Mar 25, 2008 04:30 AM

James Daw

A few hundred retail investors now have the power – if they get organized – to demand better treatment from a $32 billion financial rescue plan.

So, Brian Hunter is shopping for a Toronto lawyer, and pressing advisers of Canaccord Capital Corp. of Vancouver to help enlist their clients' support.

"My starting position is: We want our cash, plus interest and damages," says the Calgary engineer who began to gather a core of supporters using the social networking website Facebook.

He has about $650,000 in retirement savings riding on the success of his efforts, and needs to find about 1,000 investors who together have less than $300 million at stake to exert the maximum pressure for full compensation.

Small investors have been mere bystanders while a high-powered committee headed by Toronto lawyer Purdy Crawford cobbled together a deal to salvage maximum value from $32 billion worth of commercial paper floated by non-bank financial institutions.

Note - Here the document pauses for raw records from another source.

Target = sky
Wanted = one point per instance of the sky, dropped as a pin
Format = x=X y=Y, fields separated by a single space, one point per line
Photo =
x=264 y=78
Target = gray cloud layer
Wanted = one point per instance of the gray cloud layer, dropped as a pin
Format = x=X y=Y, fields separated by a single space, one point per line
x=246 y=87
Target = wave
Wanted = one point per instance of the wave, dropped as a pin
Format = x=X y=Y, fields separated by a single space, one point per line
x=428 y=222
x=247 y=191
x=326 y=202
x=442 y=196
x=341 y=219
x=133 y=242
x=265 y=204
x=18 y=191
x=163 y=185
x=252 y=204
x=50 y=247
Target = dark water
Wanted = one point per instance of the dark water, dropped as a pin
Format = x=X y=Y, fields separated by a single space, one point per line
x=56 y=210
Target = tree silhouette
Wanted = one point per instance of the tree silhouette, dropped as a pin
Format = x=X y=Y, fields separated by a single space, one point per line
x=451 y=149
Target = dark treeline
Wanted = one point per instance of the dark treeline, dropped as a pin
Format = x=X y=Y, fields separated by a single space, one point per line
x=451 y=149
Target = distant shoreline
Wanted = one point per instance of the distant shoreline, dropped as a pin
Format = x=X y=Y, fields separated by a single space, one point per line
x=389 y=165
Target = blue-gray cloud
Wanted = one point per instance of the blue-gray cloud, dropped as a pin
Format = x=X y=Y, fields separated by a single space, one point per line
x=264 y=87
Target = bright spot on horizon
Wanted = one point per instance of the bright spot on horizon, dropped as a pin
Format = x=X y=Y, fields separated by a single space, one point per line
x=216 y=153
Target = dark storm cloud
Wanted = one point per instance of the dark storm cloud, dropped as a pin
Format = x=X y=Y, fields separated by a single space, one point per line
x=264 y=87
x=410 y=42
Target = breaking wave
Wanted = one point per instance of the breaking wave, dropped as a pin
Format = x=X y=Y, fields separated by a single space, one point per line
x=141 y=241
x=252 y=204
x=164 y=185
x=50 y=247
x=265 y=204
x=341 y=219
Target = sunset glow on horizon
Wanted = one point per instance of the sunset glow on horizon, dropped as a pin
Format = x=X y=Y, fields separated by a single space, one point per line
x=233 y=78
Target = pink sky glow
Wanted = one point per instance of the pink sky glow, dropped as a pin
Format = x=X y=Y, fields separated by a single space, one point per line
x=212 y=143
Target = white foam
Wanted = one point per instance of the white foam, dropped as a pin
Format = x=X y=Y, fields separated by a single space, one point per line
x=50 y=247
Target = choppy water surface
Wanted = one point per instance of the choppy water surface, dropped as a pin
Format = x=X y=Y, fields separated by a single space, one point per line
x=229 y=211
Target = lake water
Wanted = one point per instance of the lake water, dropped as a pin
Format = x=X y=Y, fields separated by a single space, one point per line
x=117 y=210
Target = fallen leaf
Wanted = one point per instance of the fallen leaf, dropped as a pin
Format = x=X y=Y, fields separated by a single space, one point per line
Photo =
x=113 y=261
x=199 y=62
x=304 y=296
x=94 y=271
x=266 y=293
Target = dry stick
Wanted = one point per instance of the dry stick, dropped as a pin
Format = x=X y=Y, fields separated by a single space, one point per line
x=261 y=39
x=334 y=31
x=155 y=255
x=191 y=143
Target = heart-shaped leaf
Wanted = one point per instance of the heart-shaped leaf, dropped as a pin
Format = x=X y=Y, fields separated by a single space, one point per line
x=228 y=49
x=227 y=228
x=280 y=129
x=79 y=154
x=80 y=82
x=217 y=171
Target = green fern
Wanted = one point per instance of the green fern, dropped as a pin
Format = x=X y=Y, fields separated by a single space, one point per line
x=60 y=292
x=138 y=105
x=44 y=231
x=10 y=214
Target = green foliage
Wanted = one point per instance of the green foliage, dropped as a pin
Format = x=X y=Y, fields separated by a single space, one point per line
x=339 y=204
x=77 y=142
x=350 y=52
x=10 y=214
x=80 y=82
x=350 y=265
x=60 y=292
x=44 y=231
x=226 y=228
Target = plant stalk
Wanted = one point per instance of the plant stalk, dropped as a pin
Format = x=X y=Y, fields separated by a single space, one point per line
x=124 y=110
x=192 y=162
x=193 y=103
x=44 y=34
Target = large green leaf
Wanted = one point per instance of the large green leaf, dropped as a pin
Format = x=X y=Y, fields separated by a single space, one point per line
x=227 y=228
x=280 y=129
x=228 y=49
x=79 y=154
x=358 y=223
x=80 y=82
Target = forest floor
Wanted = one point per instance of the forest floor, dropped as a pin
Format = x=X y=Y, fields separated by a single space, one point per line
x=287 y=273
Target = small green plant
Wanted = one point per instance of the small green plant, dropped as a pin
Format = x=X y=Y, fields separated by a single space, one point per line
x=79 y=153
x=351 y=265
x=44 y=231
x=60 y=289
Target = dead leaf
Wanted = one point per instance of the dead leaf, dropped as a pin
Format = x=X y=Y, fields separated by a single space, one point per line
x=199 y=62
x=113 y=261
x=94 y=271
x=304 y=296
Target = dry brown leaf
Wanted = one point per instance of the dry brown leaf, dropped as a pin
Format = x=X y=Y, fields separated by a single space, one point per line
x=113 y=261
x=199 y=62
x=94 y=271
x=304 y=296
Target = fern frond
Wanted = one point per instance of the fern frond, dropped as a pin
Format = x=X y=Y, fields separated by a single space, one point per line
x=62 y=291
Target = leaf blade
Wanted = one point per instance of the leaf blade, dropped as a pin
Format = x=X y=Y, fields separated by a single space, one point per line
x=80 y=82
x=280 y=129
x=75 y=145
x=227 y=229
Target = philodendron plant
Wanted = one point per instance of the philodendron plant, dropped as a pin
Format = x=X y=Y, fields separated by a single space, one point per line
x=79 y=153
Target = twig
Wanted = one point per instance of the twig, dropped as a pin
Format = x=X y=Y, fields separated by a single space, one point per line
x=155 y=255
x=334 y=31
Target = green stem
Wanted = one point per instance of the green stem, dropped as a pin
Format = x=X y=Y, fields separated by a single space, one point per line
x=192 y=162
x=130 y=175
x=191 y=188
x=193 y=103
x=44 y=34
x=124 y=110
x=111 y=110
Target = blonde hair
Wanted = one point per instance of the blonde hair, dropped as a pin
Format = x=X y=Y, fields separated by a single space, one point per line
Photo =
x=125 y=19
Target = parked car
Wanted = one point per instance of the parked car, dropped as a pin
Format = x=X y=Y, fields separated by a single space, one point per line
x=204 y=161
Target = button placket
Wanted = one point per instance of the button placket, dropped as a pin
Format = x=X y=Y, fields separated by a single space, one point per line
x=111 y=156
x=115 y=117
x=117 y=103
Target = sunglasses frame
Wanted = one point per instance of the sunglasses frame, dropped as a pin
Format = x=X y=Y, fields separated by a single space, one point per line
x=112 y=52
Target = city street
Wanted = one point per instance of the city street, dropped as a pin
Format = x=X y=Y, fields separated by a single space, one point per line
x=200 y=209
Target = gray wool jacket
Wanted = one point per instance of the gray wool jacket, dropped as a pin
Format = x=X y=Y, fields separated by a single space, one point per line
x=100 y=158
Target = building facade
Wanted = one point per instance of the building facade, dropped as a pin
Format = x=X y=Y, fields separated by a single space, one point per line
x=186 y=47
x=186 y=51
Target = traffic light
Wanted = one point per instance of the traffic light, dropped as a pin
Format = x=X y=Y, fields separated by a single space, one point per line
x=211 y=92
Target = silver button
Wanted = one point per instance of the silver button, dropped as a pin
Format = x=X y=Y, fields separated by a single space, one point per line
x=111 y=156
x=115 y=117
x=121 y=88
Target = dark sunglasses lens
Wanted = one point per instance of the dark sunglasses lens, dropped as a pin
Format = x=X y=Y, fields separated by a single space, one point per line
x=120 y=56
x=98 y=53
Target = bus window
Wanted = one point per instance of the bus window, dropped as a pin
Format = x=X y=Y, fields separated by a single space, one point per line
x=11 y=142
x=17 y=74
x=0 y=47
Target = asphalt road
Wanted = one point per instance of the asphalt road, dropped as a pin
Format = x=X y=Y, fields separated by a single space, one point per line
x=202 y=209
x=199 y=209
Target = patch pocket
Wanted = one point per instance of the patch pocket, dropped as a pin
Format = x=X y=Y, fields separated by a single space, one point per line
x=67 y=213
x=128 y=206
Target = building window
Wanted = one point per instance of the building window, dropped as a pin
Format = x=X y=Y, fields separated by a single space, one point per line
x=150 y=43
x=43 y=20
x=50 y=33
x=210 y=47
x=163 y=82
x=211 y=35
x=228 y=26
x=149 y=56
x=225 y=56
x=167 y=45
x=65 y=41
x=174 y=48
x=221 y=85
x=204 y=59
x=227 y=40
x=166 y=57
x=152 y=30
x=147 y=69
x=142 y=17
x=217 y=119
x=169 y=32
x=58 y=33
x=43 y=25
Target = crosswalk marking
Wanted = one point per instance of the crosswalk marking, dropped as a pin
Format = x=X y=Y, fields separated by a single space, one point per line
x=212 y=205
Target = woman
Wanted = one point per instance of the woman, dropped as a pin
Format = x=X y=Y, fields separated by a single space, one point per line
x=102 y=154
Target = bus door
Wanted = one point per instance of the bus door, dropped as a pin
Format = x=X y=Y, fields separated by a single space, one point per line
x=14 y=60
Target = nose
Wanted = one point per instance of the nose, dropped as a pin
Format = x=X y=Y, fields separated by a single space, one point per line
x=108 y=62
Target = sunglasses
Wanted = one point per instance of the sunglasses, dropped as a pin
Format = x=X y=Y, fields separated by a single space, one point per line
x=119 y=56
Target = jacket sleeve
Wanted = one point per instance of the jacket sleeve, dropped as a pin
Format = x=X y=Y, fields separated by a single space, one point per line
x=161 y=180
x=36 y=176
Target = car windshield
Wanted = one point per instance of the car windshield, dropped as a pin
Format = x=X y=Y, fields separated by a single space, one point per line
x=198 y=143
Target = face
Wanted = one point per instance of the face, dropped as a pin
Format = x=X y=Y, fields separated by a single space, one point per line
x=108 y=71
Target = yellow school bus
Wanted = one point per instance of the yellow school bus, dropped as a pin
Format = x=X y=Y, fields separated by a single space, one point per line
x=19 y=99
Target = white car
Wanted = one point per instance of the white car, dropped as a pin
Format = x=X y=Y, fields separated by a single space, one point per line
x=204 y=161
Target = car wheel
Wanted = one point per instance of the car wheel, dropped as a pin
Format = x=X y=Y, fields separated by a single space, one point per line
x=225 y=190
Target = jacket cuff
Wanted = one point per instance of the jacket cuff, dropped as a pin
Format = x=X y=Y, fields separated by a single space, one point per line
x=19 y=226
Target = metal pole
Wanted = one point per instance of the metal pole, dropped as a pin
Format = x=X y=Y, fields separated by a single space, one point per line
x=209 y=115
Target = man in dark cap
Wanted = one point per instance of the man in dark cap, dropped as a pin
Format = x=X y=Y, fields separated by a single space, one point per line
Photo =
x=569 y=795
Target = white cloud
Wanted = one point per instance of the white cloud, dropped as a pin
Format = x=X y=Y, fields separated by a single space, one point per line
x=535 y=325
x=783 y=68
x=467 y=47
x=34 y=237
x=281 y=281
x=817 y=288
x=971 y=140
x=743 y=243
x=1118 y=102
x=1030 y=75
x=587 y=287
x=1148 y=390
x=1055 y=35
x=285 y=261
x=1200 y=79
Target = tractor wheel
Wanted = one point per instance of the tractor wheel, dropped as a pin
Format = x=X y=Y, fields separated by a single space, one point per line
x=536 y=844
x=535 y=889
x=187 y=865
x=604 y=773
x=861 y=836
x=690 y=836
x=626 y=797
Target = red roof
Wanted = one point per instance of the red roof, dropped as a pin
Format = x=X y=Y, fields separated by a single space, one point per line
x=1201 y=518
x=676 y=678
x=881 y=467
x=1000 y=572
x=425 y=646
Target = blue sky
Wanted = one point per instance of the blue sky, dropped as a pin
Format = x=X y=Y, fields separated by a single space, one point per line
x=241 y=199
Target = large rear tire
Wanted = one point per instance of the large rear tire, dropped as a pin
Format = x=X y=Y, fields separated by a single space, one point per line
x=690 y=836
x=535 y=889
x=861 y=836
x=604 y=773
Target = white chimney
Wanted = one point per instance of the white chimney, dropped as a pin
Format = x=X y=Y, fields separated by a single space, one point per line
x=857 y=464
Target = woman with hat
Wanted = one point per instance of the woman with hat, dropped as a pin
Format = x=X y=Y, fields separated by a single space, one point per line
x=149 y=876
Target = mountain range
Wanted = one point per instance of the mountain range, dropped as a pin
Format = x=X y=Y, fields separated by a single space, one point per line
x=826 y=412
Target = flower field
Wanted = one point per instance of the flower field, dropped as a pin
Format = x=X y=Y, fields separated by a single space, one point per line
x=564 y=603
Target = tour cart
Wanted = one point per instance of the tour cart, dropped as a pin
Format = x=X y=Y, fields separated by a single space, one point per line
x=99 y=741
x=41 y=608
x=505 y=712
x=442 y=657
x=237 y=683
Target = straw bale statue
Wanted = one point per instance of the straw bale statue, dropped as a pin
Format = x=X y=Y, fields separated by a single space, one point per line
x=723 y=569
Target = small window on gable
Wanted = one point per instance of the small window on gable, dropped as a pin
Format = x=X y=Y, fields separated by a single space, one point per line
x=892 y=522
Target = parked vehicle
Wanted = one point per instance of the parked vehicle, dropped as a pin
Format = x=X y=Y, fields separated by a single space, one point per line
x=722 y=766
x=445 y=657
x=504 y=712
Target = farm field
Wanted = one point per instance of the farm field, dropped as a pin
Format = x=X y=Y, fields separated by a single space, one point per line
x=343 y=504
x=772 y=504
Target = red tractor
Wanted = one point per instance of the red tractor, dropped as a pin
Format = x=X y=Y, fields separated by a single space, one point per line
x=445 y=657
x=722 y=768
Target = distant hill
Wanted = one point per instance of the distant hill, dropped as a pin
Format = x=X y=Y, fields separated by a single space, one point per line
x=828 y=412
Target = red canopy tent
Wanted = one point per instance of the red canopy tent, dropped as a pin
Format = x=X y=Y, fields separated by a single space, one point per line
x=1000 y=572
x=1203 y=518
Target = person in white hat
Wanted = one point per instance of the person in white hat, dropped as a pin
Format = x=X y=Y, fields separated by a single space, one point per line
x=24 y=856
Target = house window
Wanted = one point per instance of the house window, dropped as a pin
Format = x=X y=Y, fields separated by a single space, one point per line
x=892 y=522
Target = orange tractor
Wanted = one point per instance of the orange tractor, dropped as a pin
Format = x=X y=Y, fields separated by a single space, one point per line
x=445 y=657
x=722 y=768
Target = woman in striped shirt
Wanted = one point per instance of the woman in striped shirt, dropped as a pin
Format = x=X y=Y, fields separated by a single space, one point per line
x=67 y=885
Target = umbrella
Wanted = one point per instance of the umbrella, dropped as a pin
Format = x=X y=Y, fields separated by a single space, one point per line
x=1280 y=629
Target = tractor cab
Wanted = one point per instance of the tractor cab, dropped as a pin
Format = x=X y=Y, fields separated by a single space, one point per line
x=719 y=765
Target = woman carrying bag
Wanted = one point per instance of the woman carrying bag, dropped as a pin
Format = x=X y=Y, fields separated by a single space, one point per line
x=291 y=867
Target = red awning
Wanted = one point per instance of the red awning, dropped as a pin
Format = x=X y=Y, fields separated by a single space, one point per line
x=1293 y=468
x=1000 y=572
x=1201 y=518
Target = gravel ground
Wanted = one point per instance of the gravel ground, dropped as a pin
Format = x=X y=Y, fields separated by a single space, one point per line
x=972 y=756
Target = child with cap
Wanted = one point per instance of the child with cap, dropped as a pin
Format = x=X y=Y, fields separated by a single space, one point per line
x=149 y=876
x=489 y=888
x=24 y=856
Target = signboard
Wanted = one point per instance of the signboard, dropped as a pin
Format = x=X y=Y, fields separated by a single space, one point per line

But now the deal to convert the short-term paper into long-term notes requires court approval, and the votes of a majority of about 1,800 investors at a meeting on April 25.

Most who will be eligible to vote are small investors like Hunter, who says he thought the commercial paper he bought was to pay less than a percentage point more interest than government treasury bills.

Major pension plans like Caisse de dépôt et placement du Québec have the most to lose if restructuring does not succeed.

About 1,400 retail clients bought the commercial paper from Canaccord, which claims it cannot afford to reimburse those clients the way some larger securities dealers have done for their clients.

Canaccord alleges in a lawsuit that Scotia Capital, the wholesaler of the commercial paper its representatives sold, withheld material information about the low quality of assets backing up some of the paper.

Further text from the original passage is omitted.